Ничего нет в голове, кроме президента!
— Почему вы оставили спортивную фотожурналистику и ринулись, можно сказать, в политику? Такой неожиданный кульбит!
— Я тридцать лет снимал спорт. Настал день, когда я понял, что уперся в стену, иссяк, — так бывает. Но и паркетных съемок я всю жизнь избегал. Помню поездку в Париж, куда с визитом должен был отправиться Михаил Горбачев. Мы с фотографом Юрием Абрамочкиным прибыли за три дня до него. Подошли к дворцу — резиденции, в которой Горбачев должен жить. С нами оператор, журналистка, которая обратилась к полицейскому на французском: «Можно там поснимать?» А у нее была футболка с надписью «Горбачев. Перестройка». Полицейский говорит: «Майку дашь?» Пропустили, и вдруг натыкаюсь на нашу кремлевскую «вертушку» в спальне! Снял. А проявлялись пленки в «Пари Матч». Когда они это увидели, остановили тираж и дали мой кадр с «вертушкой» на разворот!

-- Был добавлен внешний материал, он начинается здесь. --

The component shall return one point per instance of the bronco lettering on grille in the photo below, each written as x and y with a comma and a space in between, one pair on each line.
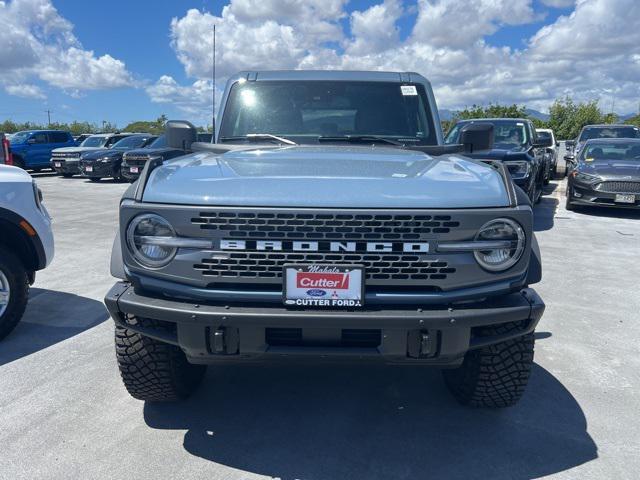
304, 246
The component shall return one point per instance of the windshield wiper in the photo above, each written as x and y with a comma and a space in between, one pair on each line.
358, 139
260, 136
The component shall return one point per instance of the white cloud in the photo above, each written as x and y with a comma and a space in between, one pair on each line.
456, 23
26, 91
195, 99
375, 29
559, 3
39, 43
591, 54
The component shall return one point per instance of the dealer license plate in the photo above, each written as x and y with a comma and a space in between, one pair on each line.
324, 286
625, 199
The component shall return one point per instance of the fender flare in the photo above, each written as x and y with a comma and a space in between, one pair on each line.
534, 274
117, 264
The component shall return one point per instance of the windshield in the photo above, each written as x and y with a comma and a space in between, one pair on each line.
611, 151
609, 132
160, 142
507, 134
20, 137
305, 110
542, 135
130, 142
94, 141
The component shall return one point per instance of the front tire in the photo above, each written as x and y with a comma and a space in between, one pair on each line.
568, 205
14, 291
154, 371
494, 376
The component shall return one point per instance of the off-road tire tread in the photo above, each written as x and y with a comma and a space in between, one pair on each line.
152, 370
494, 376
15, 272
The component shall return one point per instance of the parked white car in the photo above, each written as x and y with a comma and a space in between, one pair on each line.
26, 242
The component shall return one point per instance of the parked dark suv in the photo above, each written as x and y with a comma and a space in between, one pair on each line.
516, 143
108, 163
134, 160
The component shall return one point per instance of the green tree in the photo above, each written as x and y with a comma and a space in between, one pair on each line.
567, 117
492, 111
156, 127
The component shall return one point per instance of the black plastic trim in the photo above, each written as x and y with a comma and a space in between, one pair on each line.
34, 242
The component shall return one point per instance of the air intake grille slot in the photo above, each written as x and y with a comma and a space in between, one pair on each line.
324, 226
269, 265
351, 338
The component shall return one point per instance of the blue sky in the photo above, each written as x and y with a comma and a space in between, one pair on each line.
474, 51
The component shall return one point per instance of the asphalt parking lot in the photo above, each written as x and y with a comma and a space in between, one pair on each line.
65, 413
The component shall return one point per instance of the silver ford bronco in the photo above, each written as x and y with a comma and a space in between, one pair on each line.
326, 221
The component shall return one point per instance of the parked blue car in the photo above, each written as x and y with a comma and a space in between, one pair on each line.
31, 149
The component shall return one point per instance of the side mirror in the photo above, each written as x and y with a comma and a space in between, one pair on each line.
180, 134
543, 143
477, 137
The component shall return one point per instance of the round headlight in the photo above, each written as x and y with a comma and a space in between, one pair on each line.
145, 235
499, 259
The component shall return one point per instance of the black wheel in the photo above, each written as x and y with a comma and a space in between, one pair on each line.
568, 205
494, 376
14, 291
154, 371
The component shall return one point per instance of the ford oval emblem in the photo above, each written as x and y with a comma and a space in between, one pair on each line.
316, 292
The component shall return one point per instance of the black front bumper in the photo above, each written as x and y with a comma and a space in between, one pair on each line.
126, 172
98, 169
68, 167
216, 333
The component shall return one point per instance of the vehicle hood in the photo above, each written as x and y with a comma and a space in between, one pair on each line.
612, 168
518, 153
151, 151
104, 153
78, 149
327, 177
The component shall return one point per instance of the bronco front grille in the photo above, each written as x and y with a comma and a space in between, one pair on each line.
63, 156
269, 265
136, 160
619, 187
324, 226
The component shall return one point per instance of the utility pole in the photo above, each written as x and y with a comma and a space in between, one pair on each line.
213, 108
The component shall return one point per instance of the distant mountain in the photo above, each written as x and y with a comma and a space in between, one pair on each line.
446, 114
536, 114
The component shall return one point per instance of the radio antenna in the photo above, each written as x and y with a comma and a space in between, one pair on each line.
213, 107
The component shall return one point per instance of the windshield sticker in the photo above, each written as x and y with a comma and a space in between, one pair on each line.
408, 90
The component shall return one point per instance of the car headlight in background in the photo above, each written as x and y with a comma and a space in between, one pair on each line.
518, 169
499, 259
147, 235
584, 177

— А как вы стали личным фотографом Бориса Ельцина?
— Однажды меня вызвал Марков, начальник АПН: «Дим, завтра в три часа будь у Спасской башни!» Я спросил: «Что снимать? Какую аппаратуру брать?» — «Не надо ничего!» Меня встретил офицер, завел в Кремль и посадил около приемной Деда (Бориса Николаевича Ельцина) на старинный диван, на нем еще царь Николай Второй спал. Я задремал, вдруг меня расталкивают. Смотрю: два ратиновых пальто серого цвета — Борис Николаевич и Коржаков. Он меня и представил президенту: «Ну что, поработаешь с президентом?» — «Ну, давайте попробуем!» Интеллигентно ответил, потому что язык мой — враг мой.

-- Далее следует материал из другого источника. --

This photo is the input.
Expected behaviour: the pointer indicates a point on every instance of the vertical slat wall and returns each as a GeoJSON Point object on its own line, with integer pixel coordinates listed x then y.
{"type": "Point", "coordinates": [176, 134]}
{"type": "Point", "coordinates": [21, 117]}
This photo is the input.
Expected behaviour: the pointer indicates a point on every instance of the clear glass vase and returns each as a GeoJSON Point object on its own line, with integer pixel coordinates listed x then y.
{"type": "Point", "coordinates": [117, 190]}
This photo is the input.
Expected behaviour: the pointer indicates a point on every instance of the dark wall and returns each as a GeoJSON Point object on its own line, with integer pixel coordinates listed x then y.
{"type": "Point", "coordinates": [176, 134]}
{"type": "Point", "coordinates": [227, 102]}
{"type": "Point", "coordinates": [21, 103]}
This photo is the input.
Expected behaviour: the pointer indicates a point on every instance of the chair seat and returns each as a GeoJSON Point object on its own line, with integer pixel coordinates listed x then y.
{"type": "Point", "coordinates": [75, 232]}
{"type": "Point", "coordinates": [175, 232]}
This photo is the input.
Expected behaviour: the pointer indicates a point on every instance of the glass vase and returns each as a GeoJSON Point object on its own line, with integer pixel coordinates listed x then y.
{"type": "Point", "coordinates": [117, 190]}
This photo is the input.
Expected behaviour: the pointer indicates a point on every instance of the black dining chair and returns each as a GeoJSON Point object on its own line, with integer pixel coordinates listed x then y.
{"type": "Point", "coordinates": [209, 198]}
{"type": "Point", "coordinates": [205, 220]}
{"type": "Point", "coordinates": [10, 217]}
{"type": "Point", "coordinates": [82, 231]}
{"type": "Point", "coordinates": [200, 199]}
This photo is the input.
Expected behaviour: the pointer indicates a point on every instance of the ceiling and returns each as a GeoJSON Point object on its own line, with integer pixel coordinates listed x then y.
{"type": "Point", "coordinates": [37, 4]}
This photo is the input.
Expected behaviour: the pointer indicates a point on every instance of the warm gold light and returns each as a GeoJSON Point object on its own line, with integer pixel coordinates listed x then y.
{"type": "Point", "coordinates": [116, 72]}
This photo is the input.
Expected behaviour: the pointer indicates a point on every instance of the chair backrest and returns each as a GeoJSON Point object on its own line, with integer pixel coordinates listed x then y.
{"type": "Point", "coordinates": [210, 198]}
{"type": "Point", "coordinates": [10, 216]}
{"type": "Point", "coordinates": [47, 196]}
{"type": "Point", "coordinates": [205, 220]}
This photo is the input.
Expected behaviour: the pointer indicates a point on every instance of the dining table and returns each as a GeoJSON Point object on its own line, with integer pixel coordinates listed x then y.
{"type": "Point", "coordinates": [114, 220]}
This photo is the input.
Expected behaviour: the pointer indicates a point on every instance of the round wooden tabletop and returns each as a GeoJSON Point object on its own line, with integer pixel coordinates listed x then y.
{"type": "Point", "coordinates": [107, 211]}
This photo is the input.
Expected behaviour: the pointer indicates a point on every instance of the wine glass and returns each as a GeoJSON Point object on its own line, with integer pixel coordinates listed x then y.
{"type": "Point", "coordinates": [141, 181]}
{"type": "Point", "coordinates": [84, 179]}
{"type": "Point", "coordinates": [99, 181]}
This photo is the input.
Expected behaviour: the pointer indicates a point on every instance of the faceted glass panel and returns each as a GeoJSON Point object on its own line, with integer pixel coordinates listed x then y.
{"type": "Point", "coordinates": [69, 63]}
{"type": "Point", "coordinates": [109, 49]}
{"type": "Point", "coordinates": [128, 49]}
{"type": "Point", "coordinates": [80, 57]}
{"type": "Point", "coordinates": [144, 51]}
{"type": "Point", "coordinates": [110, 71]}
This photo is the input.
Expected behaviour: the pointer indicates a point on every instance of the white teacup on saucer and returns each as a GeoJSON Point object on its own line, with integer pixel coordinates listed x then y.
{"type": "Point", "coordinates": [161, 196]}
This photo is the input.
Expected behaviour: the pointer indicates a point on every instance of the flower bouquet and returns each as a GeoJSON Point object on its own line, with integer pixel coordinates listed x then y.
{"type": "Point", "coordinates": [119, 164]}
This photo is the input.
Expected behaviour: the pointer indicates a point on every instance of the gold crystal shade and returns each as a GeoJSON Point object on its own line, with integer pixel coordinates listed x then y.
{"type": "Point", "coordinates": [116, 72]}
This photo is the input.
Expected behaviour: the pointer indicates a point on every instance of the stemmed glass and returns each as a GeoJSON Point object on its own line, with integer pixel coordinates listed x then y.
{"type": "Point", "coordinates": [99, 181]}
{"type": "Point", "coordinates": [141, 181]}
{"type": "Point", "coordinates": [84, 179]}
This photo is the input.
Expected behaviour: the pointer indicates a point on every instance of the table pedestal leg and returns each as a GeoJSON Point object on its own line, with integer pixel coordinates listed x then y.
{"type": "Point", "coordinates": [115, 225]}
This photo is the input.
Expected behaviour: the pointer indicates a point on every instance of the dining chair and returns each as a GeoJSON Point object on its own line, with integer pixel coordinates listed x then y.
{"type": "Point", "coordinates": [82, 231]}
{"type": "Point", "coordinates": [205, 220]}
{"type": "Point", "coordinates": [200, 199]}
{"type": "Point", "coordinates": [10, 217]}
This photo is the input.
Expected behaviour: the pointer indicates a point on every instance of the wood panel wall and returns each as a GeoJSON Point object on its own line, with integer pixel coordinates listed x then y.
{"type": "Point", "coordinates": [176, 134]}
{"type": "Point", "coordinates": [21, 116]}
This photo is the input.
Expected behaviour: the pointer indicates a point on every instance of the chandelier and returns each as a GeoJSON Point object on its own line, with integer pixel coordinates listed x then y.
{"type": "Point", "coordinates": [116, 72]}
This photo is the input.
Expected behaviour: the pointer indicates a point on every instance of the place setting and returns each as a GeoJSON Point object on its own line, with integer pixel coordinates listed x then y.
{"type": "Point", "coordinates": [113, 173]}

— Четыре альбома Бориса Ельцина…
— У меня ведь все награды за спорт, и только две — за Ельцина. Было бы больше, но сыграло роль, что я «личник». Возможностей было больше, чем у других фотографов. Вот фото 96-го года. Мы в Чечню с Борисом Николаевичем летали. Были в деревне. Вижу — две каски. Появляется Дед и начинает разговаривать с солдатами. А на виске у него вот такой комар, у которого задница надувается от крови, до мозга уже достал, а Ельцин не реагирует. И вдруг смотрю — тень! Рука пошла. Так получился этот кадр. Когда привез материал и мне отпечатали контакты, мой ученик Сережка Гунеев подошел: «Ты что, дурак? На выставку надо!» И сам отправил этот снимок в жюри. В итоге — фотография года в мире!
— Какой приз получили?
— Canon, 2 камеры, — это 11 тысяч «зеленых» денег, объективы и что-то еще. Все новое! Я и студентам преподавал, что все выставочные фотографии — это мелочи, которые происходят в данный момент. Если вы, конечно, не продумали этот кадр заранее. Познакомил меня с Никулиным Игорь Кио. Я позвонил: «Юр, тебя пригласили на прием в честь королевы Елизаветы! Ты обязательно Борису Николаевичу анекдот расскажи!» А он, когда анекдоты кому-то рассказывал, так близко прижимался, чуть не целовал! Я пристроился, где надо, и снял. И Юрке штук 20 таких напечатал!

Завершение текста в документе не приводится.